Over the course of his career, Matthams has cast a wide net, reeling in images from all over the digital spectrum, their forced juxtapositions leading to pointed and humorous commentary on the symbols and stories we choose to tell individual and collective histories. Here the artist continues his project of attempting to condense an array of disparate information into a narrative, though in a Hell for Rainbows, he has chosen to winnow in on specific elements.

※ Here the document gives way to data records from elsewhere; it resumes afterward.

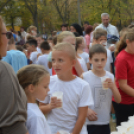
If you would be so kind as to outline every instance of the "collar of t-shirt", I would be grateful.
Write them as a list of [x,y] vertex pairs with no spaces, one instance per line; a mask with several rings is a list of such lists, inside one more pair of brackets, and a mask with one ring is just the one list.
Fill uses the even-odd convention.
[[38,105],[36,103],[27,103],[27,109],[37,109]]

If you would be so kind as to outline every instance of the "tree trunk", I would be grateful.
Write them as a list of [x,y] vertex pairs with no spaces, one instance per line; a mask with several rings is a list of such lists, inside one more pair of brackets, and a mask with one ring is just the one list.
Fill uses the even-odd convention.
[[34,21],[34,26],[37,27],[37,32],[38,32],[38,9],[37,9],[37,0],[34,0],[34,14],[33,14],[33,21]]
[[37,31],[38,31],[38,13],[35,13],[33,15],[33,22],[34,22],[34,26],[37,27]]
[[77,0],[77,8],[78,8],[78,23],[81,26],[80,0]]

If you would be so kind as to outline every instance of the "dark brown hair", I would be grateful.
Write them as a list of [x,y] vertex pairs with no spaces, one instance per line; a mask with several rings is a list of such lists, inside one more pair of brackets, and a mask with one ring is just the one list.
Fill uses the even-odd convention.
[[126,39],[128,39],[130,42],[134,41],[134,27],[131,29],[128,29],[126,33],[123,35],[121,40],[117,43],[117,47],[115,50],[115,57],[127,47]]
[[95,44],[90,48],[90,50],[89,50],[90,58],[92,58],[93,55],[96,53],[97,54],[100,54],[100,53],[106,54],[106,57],[107,57],[107,50],[100,44]]

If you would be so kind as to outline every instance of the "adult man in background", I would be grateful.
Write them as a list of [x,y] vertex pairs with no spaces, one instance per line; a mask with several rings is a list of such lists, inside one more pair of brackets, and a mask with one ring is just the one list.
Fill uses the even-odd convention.
[[110,22],[110,16],[109,16],[108,13],[102,13],[101,14],[101,21],[102,21],[102,24],[97,26],[95,28],[95,30],[98,29],[98,28],[102,28],[102,29],[107,31],[107,37],[114,35],[114,36],[119,38],[119,33],[118,33],[117,28],[114,25],[111,25],[109,23]]

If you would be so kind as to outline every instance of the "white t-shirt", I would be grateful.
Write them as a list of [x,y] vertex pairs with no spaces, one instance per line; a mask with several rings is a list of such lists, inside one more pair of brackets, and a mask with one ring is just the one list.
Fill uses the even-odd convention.
[[83,53],[79,54],[79,56],[81,58],[83,58],[86,63],[89,63],[89,54],[88,53],[83,52]]
[[[107,50],[107,62],[106,62],[106,65],[105,65],[104,69],[106,71],[111,72],[111,63],[113,63],[112,53],[109,49],[106,49],[106,50]],[[91,64],[91,69],[93,69],[92,64]]]
[[115,35],[119,38],[119,32],[114,25],[109,24],[108,27],[105,27],[103,24],[100,24],[99,26],[95,28],[95,30],[98,28],[102,28],[106,30],[108,35]]
[[26,127],[29,134],[51,134],[45,116],[36,103],[27,104]]
[[47,71],[50,73],[50,76],[51,76],[52,69],[49,69],[49,67],[48,67],[48,55],[49,54],[43,54],[43,55],[39,56],[37,64],[43,65],[47,69]]
[[35,52],[32,52],[30,54],[30,60],[32,61],[32,64],[37,64],[37,55],[39,54],[39,52],[35,51]]
[[84,72],[88,71],[87,64],[86,64],[86,62],[84,61],[84,59],[83,59],[83,58],[77,58],[77,59],[78,59],[80,65],[81,65],[83,71],[84,71]]
[[41,49],[40,49],[39,47],[37,47],[37,52],[38,52],[38,53],[42,53],[42,52],[41,52]]
[[[106,75],[114,82],[114,76],[110,72],[106,71]],[[111,102],[112,102],[112,91],[110,89],[103,90],[101,78],[96,76],[91,70],[83,73],[83,79],[89,83],[92,96],[94,99],[94,106],[90,107],[97,113],[97,121],[86,120],[88,125],[105,125],[109,124]]]
[[[79,77],[72,81],[61,81],[57,75],[50,78],[50,91],[44,103],[50,103],[52,94],[56,91],[63,92],[63,107],[53,109],[48,114],[48,124],[51,132],[59,130],[72,132],[78,118],[78,108],[93,106],[93,98],[89,84]],[[87,134],[86,126],[80,134]]]
[[113,63],[112,53],[109,49],[107,50],[107,62],[105,65],[105,70],[111,72],[111,63]]

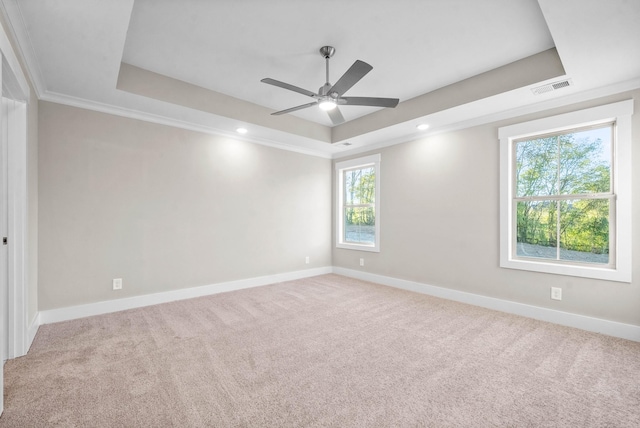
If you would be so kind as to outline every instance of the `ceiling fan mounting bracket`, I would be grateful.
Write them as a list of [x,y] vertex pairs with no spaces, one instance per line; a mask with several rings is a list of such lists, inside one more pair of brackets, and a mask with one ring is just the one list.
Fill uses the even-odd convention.
[[331,58],[334,53],[336,53],[336,49],[333,46],[323,46],[320,48],[320,55],[325,59]]

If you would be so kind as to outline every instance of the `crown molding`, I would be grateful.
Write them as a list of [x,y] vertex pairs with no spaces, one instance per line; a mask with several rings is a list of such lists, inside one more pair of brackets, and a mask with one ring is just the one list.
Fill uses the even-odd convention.
[[[214,127],[202,124],[187,122],[184,120],[174,119],[166,116],[160,116],[153,113],[147,113],[126,107],[115,106],[112,104],[101,103],[98,101],[90,101],[84,98],[73,97],[70,95],[60,94],[57,92],[46,91],[40,97],[42,101],[48,101],[56,104],[68,105],[86,110],[97,111],[100,113],[112,114],[114,116],[126,117],[128,119],[141,120],[144,122],[155,123],[158,125],[172,126],[174,128],[186,129],[189,131],[202,132],[203,134],[215,135],[218,137],[232,138],[234,140],[246,141],[249,143],[259,144],[262,146],[273,147],[280,150],[300,153],[308,156],[315,156],[325,159],[331,159],[330,151],[313,150],[306,147],[298,147],[266,138],[240,136],[236,133],[223,131]],[[327,144],[328,149],[333,149]]]
[[[202,132],[210,135],[223,136],[227,138],[233,138],[236,140],[247,141],[255,144],[260,144],[268,147],[273,147],[281,150],[287,150],[291,152],[301,153],[309,156],[316,156],[327,159],[340,159],[347,156],[352,156],[360,153],[365,153],[371,150],[377,150],[384,147],[389,147],[397,144],[407,143],[418,139],[423,139],[429,136],[442,134],[445,132],[452,132],[460,129],[465,129],[473,126],[483,125],[487,123],[497,122],[500,120],[511,119],[518,116],[524,116],[527,114],[537,113],[544,110],[549,110],[557,107],[563,107],[570,104],[575,104],[583,101],[589,101],[597,98],[614,95],[617,93],[634,90],[640,88],[640,78],[629,80],[626,82],[617,83],[601,88],[594,88],[579,93],[573,93],[562,97],[548,99],[535,104],[516,107],[509,110],[499,111],[484,116],[471,117],[469,119],[452,121],[443,126],[433,127],[427,132],[410,132],[392,131],[388,129],[389,137],[384,136],[362,136],[356,138],[356,141],[351,141],[354,147],[347,148],[341,145],[339,142],[333,144],[326,144],[326,147],[314,148],[314,147],[302,147],[295,144],[290,144],[282,141],[278,141],[273,136],[270,138],[256,137],[255,135],[240,136],[236,133],[228,130],[221,130],[214,126],[202,125],[190,121],[181,119],[174,119],[167,116],[157,115],[153,113],[146,113],[140,110],[135,110],[127,107],[120,107],[116,105],[101,103],[97,101],[90,101],[70,95],[64,95],[47,90],[46,81],[43,77],[43,73],[40,64],[37,60],[33,44],[31,42],[29,33],[27,31],[25,21],[20,10],[19,0],[0,0],[0,12],[4,17],[5,31],[8,33],[14,41],[16,55],[19,60],[25,65],[25,74],[31,80],[31,83],[35,89],[38,99],[44,101],[55,102],[59,104],[65,104],[78,108],[84,108],[88,110],[99,111],[103,113],[113,114],[117,116],[142,120],[146,122],[162,124],[181,129],[192,130],[196,132]],[[528,90],[527,88],[522,88]],[[500,95],[497,95],[500,96]],[[479,102],[482,102],[480,100]],[[456,109],[457,107],[453,107]],[[425,116],[428,118],[429,116]],[[418,119],[414,119],[405,123],[399,123],[393,125],[404,126],[407,123],[415,122]],[[413,127],[411,127],[413,128]],[[375,134],[372,133],[372,134]],[[383,132],[383,134],[385,134]],[[277,138],[277,137],[276,137]],[[351,139],[350,139],[351,140]],[[357,141],[360,140],[360,141]]]
[[[509,110],[504,110],[489,115],[474,117],[468,120],[461,120],[453,122],[445,126],[434,128],[428,132],[411,132],[405,135],[401,135],[397,138],[385,139],[384,141],[373,142],[370,144],[364,143],[358,145],[353,149],[346,149],[340,144],[327,144],[327,150],[314,150],[306,147],[299,147],[294,145],[285,144],[282,142],[269,140],[266,138],[257,138],[255,136],[240,136],[235,133],[220,130],[218,128],[209,127],[206,125],[187,122],[179,119],[174,119],[166,116],[160,116],[153,113],[147,113],[130,108],[115,106],[112,104],[101,103],[97,101],[90,101],[83,98],[73,97],[70,95],[64,95],[52,91],[46,91],[39,98],[43,101],[54,102],[58,104],[69,105],[72,107],[83,108],[87,110],[98,111],[101,113],[113,114],[116,116],[126,117],[130,119],[142,120],[145,122],[156,123],[160,125],[167,125],[181,129],[187,129],[190,131],[202,132],[205,134],[233,138],[235,140],[247,141],[254,144],[259,144],[267,147],[273,147],[280,150],[291,151],[308,156],[321,157],[325,159],[340,159],[347,156],[353,156],[360,153],[366,153],[371,150],[377,150],[385,147],[395,146],[398,144],[415,141],[417,139],[423,139],[426,137],[443,134],[446,132],[458,131],[461,129],[471,128],[473,126],[480,126],[487,123],[498,122],[501,120],[511,119],[515,117],[525,116],[527,114],[538,113],[553,108],[564,107],[571,104],[577,104],[584,101],[591,101],[598,98],[607,97],[610,95],[616,95],[622,92],[627,92],[640,88],[640,78],[628,80],[626,82],[617,83],[614,85],[604,86],[600,88],[590,89],[579,93],[566,95],[563,97],[553,98],[546,101],[541,101],[536,104],[530,104],[522,107],[517,107]],[[528,90],[528,89],[526,89]],[[402,124],[399,124],[402,125]]]
[[41,98],[46,92],[46,84],[42,75],[40,64],[37,60],[31,37],[26,29],[24,17],[20,11],[17,0],[1,0],[0,12],[4,17],[5,30],[15,42],[16,55],[25,65],[25,72],[33,84],[36,96]]
[[[400,136],[398,138],[392,138],[385,141],[375,142],[372,144],[361,145],[358,147],[354,147],[352,149],[341,151],[339,153],[334,153],[333,159],[341,159],[348,156],[366,153],[371,150],[382,149],[385,147],[390,147],[398,144],[416,141],[418,139],[432,137],[432,136],[443,134],[446,132],[459,131],[461,129],[485,125],[488,123],[499,122],[501,120],[508,120],[508,119],[512,119],[520,116],[525,116],[528,114],[539,113],[545,110],[551,110],[554,108],[565,107],[572,104],[578,104],[585,101],[597,100],[599,98],[617,95],[623,92],[633,91],[639,88],[640,88],[640,77],[636,79],[627,80],[625,82],[616,83],[613,85],[589,89],[586,91],[565,95],[563,97],[541,101],[535,104],[529,104],[522,107],[516,107],[509,110],[499,111],[499,112],[492,113],[485,116],[474,117],[468,120],[454,122],[449,125],[430,129],[427,132],[411,132],[409,134]],[[425,119],[425,121],[428,122],[427,119]],[[415,120],[411,122],[415,122]]]

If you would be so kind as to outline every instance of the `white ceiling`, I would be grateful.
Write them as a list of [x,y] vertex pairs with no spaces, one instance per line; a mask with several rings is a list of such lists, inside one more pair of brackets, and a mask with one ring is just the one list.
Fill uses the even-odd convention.
[[[245,0],[242,8],[233,0],[136,0],[123,61],[285,109],[310,100],[260,79],[317,91],[325,82],[318,50],[332,45],[332,83],[360,59],[374,69],[349,95],[404,101],[554,46],[535,0],[489,3],[492,13],[468,0]],[[347,119],[370,112],[343,107]],[[331,125],[317,109],[298,115]]]
[[[257,142],[337,155],[431,132],[640,86],[637,0],[2,0],[41,99],[229,134],[241,124]],[[373,70],[347,95],[400,102],[489,72],[554,46],[573,85],[535,97],[529,85],[417,121],[398,121],[327,144],[238,115],[212,114],[118,90],[121,62],[281,110],[310,100],[260,82],[311,91],[324,83],[323,45],[336,48],[330,80],[356,60]],[[545,83],[545,82],[536,82]],[[554,104],[555,103],[555,104]],[[249,104],[247,104],[249,105]],[[523,110],[524,109],[524,110]],[[342,107],[347,121],[376,111]],[[265,113],[266,114],[266,113]],[[385,111],[391,118],[393,111]],[[268,115],[268,114],[267,114]],[[330,127],[316,108],[295,114]],[[496,116],[497,115],[497,116]],[[487,119],[488,120],[488,119]],[[304,123],[304,122],[300,122]]]

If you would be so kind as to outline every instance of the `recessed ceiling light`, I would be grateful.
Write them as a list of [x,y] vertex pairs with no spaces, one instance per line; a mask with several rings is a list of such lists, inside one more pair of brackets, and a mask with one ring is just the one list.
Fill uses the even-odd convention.
[[342,143],[342,145],[343,145],[343,146],[350,146],[350,145],[351,145],[351,143],[350,143],[350,142],[348,142],[348,141],[345,141],[344,143]]
[[236,132],[238,134],[246,134],[247,132],[249,132],[249,130],[247,128],[238,128],[236,129]]
[[425,129],[429,129],[429,125],[427,125],[426,123],[421,123],[420,125],[416,126],[416,128],[418,128],[418,130],[420,131],[424,131]]

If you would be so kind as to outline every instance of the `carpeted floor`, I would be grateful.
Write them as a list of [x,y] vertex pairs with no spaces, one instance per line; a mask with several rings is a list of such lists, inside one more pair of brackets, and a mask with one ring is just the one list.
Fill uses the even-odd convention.
[[42,326],[2,427],[638,427],[640,343],[337,275]]

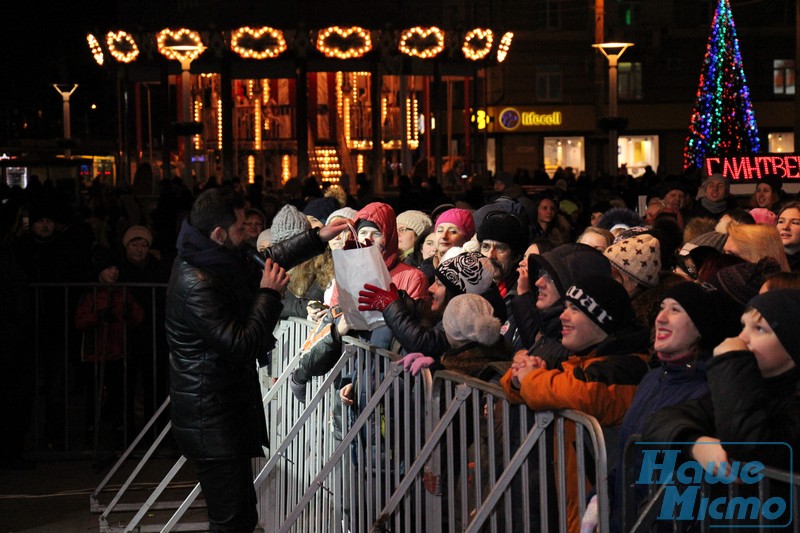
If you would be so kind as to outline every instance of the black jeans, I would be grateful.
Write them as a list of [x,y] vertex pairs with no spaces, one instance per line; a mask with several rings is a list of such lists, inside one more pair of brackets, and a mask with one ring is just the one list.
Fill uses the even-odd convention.
[[252,533],[258,524],[250,461],[249,457],[194,461],[210,531]]

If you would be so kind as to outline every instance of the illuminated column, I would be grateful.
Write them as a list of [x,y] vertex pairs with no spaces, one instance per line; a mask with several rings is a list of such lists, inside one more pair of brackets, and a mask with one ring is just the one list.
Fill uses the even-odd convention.
[[633,46],[633,43],[599,43],[593,44],[608,59],[608,175],[616,176],[619,168],[617,148],[617,62],[620,56]]
[[[69,112],[69,97],[72,96],[72,93],[75,92],[75,89],[78,88],[78,84],[75,83],[72,86],[72,89],[69,91],[61,90],[61,88],[57,84],[53,84],[53,88],[56,90],[58,94],[61,95],[61,99],[63,101],[63,111],[64,111],[64,140],[69,141],[72,138],[72,129],[70,128],[70,112]],[[64,149],[64,156],[69,158],[72,156],[72,149],[69,148],[69,143],[66,143],[66,148]]]

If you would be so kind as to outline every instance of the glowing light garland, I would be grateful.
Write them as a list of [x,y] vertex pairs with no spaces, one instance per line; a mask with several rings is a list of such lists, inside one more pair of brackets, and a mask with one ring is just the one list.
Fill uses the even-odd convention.
[[243,26],[231,34],[231,50],[243,59],[271,59],[286,51],[286,39],[269,26]]
[[359,26],[332,26],[317,35],[317,50],[325,57],[335,59],[362,57],[372,50],[372,37],[369,31]]
[[397,48],[407,56],[430,59],[444,50],[444,33],[436,26],[415,26],[403,31]]
[[156,36],[156,44],[158,51],[167,59],[175,59],[181,63],[194,61],[206,50],[200,34],[186,28],[177,31],[169,28],[161,30]]
[[111,57],[120,63],[130,63],[139,56],[139,47],[133,37],[124,31],[110,31],[106,34],[106,46]]
[[89,50],[92,52],[92,57],[97,64],[102,67],[105,58],[103,57],[103,49],[100,47],[100,43],[97,41],[97,38],[89,33],[86,35],[86,42],[89,43]]
[[461,51],[464,52],[464,57],[467,59],[478,61],[489,55],[489,52],[492,51],[492,43],[494,43],[492,30],[475,28],[464,36]]
[[719,0],[706,46],[683,167],[702,168],[706,157],[760,152],[750,90],[728,0]]
[[511,41],[514,39],[514,32],[507,31],[500,38],[500,44],[497,45],[497,62],[502,63],[506,60],[508,49],[511,48]]

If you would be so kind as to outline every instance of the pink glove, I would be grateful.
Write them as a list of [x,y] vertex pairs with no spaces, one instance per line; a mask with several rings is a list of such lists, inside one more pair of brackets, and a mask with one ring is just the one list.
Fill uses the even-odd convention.
[[416,361],[411,363],[411,375],[416,376],[419,374],[419,371],[423,368],[428,368],[433,364],[433,357],[428,357],[427,355],[423,355],[422,357],[418,357]]
[[364,285],[364,289],[358,293],[359,311],[383,311],[389,304],[400,298],[397,286],[389,284],[389,290],[383,290],[369,283]]
[[425,354],[422,352],[412,352],[410,354],[407,354],[402,359],[400,359],[397,363],[403,365],[403,370],[408,372],[409,370],[411,370],[411,366],[414,364],[414,361],[416,361],[420,357],[425,357]]

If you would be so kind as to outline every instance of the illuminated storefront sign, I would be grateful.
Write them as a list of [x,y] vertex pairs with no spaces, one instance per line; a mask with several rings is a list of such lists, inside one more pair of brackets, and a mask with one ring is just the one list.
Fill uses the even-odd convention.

Revisiting imagery from previous work—classical busts, camera equipment, and elements from the natural world—and casting it under a different light, Matthams highlights how more macro-cultural mythologies are shifted and redefined over time. Various themes and mythos are condensed in his new bust paintings, echoing how motifs and heroes archetypes wend their way from Gilgamesh into popular culture box offices. While this reframing of meaning to suit contemporary needs may end in escapist fantasy, we can’t help but resonate with the fundamental myths that still shape the culture around us.

Backdropped by Thomas Moran’s then-galvanizing depictions of natural beauty, Matthams presents the rainbow, itself a utopian an escapist symbol, in various states of diffusion on a shiny, ephemeral balloon. Its spectrum increasingly refracted, the seemingly tainted forms of the prototypical image nod to the impossibility of an unimpaired and objective perspective as its full spectrum of hues collapse in on themselves, losing some hues entirely. The rainbow balloon is both a bastardization of the original natural splendor it represents and a celebration.

In Mattham’s corsage paintings the vibrant blooms are set in contrast to the materiality and geometry of their containers. While the corsage can be viewed as a symbol of a celebratory event, in the plastic box, along with the eventual wilting of the encased flowers, calls to mind a casket. Similarly, the rigid casing of the cameras do their best to capture the ephemeral and daunting light of their surroundings.  However, the camera’s lens can only record that at which it’s pointed, and surrounding elements, however essential to the production, are rendered superfluous by the limiting scope of the frame. Matthams has painted cameras previously, though these are altered, pointed in new directions, focused on a new source of light, stressing the importance of refreshing one's own organizing principles as stories and symbols shift in meaning, all while knowing this new calibration, as well, will soon fall out of focus.